When Andy was shot by an art critic and Factory figure, Mario Amaya in 1968, for "having too much control over life", this signalled the end of the "Great Factory 60's". Warhol nearly died in the attempted assasination and he suffered physical effects from it for the rest of his life. The shooting inspired much of his later life and art.
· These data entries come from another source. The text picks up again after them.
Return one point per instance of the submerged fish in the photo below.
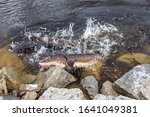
(76, 60)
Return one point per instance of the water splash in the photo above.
(97, 39)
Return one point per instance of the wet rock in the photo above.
(107, 89)
(30, 95)
(1, 98)
(9, 97)
(57, 77)
(15, 76)
(130, 84)
(29, 87)
(91, 68)
(3, 87)
(109, 97)
(135, 58)
(62, 94)
(145, 90)
(91, 85)
(10, 59)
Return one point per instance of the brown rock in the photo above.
(107, 89)
(30, 95)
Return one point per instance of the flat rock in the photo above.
(91, 85)
(29, 87)
(58, 77)
(30, 95)
(62, 94)
(9, 97)
(131, 83)
(109, 97)
(107, 89)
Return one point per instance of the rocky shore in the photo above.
(83, 79)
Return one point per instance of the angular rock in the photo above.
(15, 76)
(109, 97)
(145, 90)
(29, 87)
(30, 95)
(9, 97)
(62, 94)
(91, 85)
(1, 98)
(107, 89)
(58, 77)
(3, 87)
(130, 84)
(10, 59)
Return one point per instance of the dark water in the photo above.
(132, 17)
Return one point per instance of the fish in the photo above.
(74, 60)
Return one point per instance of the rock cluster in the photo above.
(58, 83)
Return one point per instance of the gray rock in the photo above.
(9, 97)
(3, 87)
(62, 94)
(30, 95)
(109, 97)
(131, 83)
(107, 89)
(58, 77)
(91, 85)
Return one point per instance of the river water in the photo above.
(131, 18)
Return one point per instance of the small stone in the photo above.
(3, 87)
(107, 89)
(130, 84)
(145, 90)
(109, 97)
(30, 95)
(9, 97)
(58, 77)
(1, 98)
(62, 94)
(15, 76)
(91, 85)
(29, 87)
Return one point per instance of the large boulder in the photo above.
(131, 83)
(109, 97)
(62, 94)
(55, 77)
(91, 85)
(107, 89)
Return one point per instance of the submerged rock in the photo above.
(3, 87)
(15, 76)
(62, 94)
(109, 97)
(132, 58)
(57, 77)
(107, 89)
(91, 85)
(131, 83)
(10, 59)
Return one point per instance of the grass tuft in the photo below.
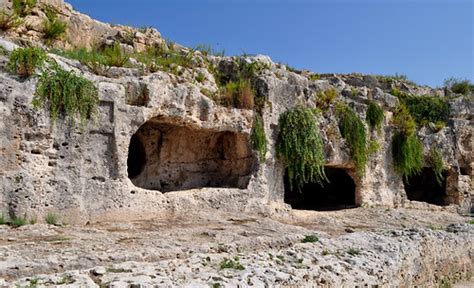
(310, 239)
(302, 153)
(65, 93)
(231, 264)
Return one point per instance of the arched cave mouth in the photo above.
(423, 187)
(168, 156)
(339, 193)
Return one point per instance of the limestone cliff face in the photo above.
(177, 149)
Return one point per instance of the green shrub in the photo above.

The 1970's was a much quiter decade for Warhol after the success and scandal of the 1960s. He spent most of this time looking for new, rich patrons for portrait commissions. These people included Mick Jagger, John Lennon, Liza Minnelli, Diana Ross, Michael Jackson and Bridgette Bardot. He also founded "Interview" Magazine and published "The Philosophy of Andy Warhol". He also would socialise at clubs such as Studio 54 but he was described as quiet, shy and an observer. In the 1980's, he re-emerged with critical and financial success, due to his new-found friendships with young artists who were dominating the world of Art at the time with their neo-expressionist and transavantgarde work. However, Warhol was starting to become critisised for being a "business artist". His portraits of celebrities and famous personalities were called superficial and commercial with no depth or significance to the subjects themselves.
Two significant things about Andy was his sexuality and his religious beliefs. Many people thought of Warhol as "asexual", but it was well established he was a homosexual. His sexuality can be seen in work through his erotic photography, drawings of male nudes and films such as "Blow Job" and "Lonesome Cowboys". His work was drawn from the gay underground culture and many of his films were shown in gay porn theatres. At the beginning of his career, his work was rejected from galleries for being too "openly gay". His camp personality also made it difficult for him to fit in in social situations, but he refused to change his attitude.
Warhol was a practicing Byzantine Catholic. He regularly volunteered at homeless shelters in New York, particularly during the busier times of the year, and described himself as a religious person. Several of Warhol's later works depicted religious subjects, including two series, Details of Renaissance Paintings and The Last Supper. In addition, a body of religious-themed works was found posthumously in his estate. During his life, Warhol regularly attended Mass, and the priest at Warhol's church, Saint Vincent's, said that the artist went there almost daily. His art is noticeably influenced by the eastern Christian iconographic tradition which was so evident in his places of worship.

Warhol died in New York City at on February 22, 1987. According to news reports, he had been making good recovery from a routine gallbladder surgery at New York Hospital before dying in his sleep from a sudden post-operative cardiac arrhythmia (irregular heart beats and electric impulses in the heart). Prior to his diagnosis and operation, Warhol delayed having his recurring gallbladder problems checked, as he was afraid to enter hospitals and see doctors. His family sued the hospital for inadequate care, saying that the arrhythmia was caused by improper care and hyperhydration.

The coffin was a solid bronze casket with gold plated rails and white upholstery. Warhol was dressed in a black cashmere suit, a paisley tie, a platinum wig, and sunglasses. He was posed holding a small prayer book and a red rose.